Zrelacjonował też ustalenia, które miały zapaść na spotkaniu Jana Kulczyka i szefa Łukoilu Wagita Alekpierowa w październiku 2002 r. w londyńskim hotelu Lanesborough. Organizatorem spotkania był "jeden ze znanych zagranicznych banków inwestycyjnych".

Według Dochnala obie strony miały zawrzeć porozumienie o "daleko idącej współpracy w zakresie inwestycji kapitałowych w polskim sektorze naftowym". "Kulczyk Holding i Łukoil miały się porozumieć dla wspólnego przejęcia Rafinerii Gdańskiej, a następnie zmodyfikowania struktury kapitałowej Orlenu". Ceną dla Kulczyka miało być 25 proc. plus 1 akcja tych firm - zeznawał Dochnal przed komisją.

Pytany, po co w tym już zawartym układzie Kulczyk-Łukoil miał występować on sam, Dochnal wyjaśnił, że chodziło to, by zapewnił Rosjan, że projektowany skład akcjonariuszy (Kulczyk i Łukoil) jest optymalny, i by wstrzymał własną aktywność na tym polu. Pytany, czy Kulczyk zaproponował mu odstępne za wycofanie się z  interesu, Dochnal odpowiedział, że "można to tak nazwać".

W "obawie o bezpieczeństwo swoje i rodziny" nie odpowiedział, kto z polskiej strony, polskich polityków organizował spotkanie Alekpierow - Kulczyk w Londynie. Pytany czy Kancelaria Prezydenta brała udział w organizowaniu lub wiedziała o spotkaniu w Londynie, powiedział: "nie mogę odpowiedzieć na to pytanie".

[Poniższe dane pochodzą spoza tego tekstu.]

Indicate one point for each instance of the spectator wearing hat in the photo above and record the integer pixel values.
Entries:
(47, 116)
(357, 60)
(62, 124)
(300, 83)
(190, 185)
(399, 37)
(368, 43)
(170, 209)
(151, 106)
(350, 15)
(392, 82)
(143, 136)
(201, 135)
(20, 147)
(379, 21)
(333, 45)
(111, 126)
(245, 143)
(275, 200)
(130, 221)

Dopytywany przez posłów powiedział, że spotkania w Londynie nie  organizowali ani Marek Modecki, ani współpracownik Modeckiego Konrad Urbański, ani doradca prezydenta ds. Międzynarodowych Stanisław Ciosek. Ocenił, że kancelaria prawna Dewey Ballantines "nie była dla sprawy obojętna". Dodał, że o spotkaniu w Londynie więcej wiedział Lejb Fogelman z tej firmy, niż Jarosław Grzesiak. Powiedział też, że Dewey Ballantines kontaktował się z b. szefem gabinetu prezydenta Markiem Ungierem, lecz "nie może odpowiedzieć na pytanie", czy to Ungier organizował spotkanie Alekpierowa z  Kulczykiem i czy wiedział o tym spotkaniu.

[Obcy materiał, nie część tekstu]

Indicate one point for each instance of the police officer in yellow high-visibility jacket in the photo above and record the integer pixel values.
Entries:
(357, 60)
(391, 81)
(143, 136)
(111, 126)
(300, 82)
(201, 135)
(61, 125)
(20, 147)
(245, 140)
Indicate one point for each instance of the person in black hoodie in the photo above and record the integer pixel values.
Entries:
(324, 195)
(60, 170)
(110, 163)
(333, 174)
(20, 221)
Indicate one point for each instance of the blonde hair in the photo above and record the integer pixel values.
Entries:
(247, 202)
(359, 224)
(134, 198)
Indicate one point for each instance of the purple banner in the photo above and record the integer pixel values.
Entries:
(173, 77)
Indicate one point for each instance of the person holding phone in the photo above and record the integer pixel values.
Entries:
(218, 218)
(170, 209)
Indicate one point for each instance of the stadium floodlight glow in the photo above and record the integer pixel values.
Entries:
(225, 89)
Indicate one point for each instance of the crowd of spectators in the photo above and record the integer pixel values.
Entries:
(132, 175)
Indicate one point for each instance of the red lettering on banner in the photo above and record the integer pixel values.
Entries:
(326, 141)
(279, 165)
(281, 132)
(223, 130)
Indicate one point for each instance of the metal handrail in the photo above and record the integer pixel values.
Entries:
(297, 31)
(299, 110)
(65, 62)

Dochnal zaznaczył, że jedynie na tajnym posiedzeniu mógłby odpowiedzieć na pytanie, kto z przedstawicieli polskiej władzy uczestniczył w wewnętrznej konfrontacji przy próbie opanowania rynku paliwowego - "konfrontacji o to, kto zawładnie rynkiem paliwowym w sensie wyższości decyzji, rozstrzygania spraw".

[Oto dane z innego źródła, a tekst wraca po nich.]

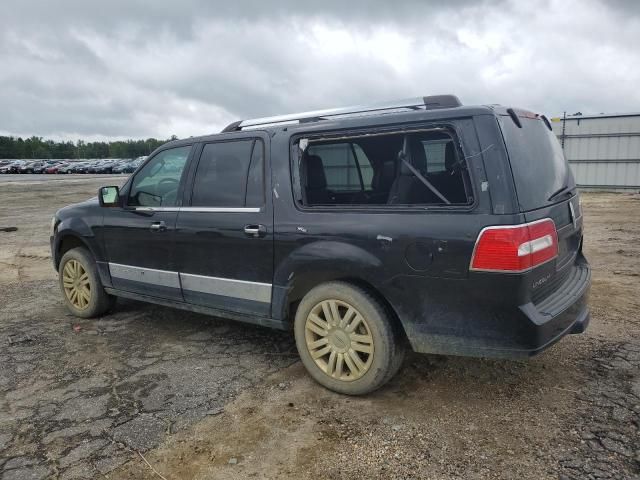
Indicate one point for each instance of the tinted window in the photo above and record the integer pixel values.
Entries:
(340, 169)
(435, 153)
(255, 181)
(221, 177)
(421, 168)
(156, 184)
(537, 162)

Według innej koncepcji, omawianej w korespondencji Dochnala z  października 2002 r., którą dysponowali posłowie, podział akcji Rafinerii Gdańskiej miał nastąpić pomiędzy Łukoil - 39 proc, Skarb Państwa - 2 proc., a 59 proc. miało być sprzedane poprzez Giełdę Papierów Wartościowych w Warszawie. W ocenie Dochnala taka struktura kapitałowa "zapewniłaby menedżerom rafinerii de facto władztwo nad spółką".

Dochnal zeznał, że zatrudnił w swojej firmie b. prezydenckiego rzecznika prasowego Antoniego Styrczulę, by mieć lepszy kontakt z  Kancelarią Prezydenta. Styrczula był jego doradcą i szefem Fundacji Atlantyckiej, której Dochnal jest fundatorem.

Zapewnił, że przygotowywana przez niego kazachska inwestycja w  Rafinerię Gdańską nie była przykrywką dla przejęcia rafinerii przez Łukoil. Według wcześniejszych zeznań Dochnala to właśnie próba wprowadzenia na polski rynek paliwowy Kazachów była prawdziwym powodem jego aresztowania.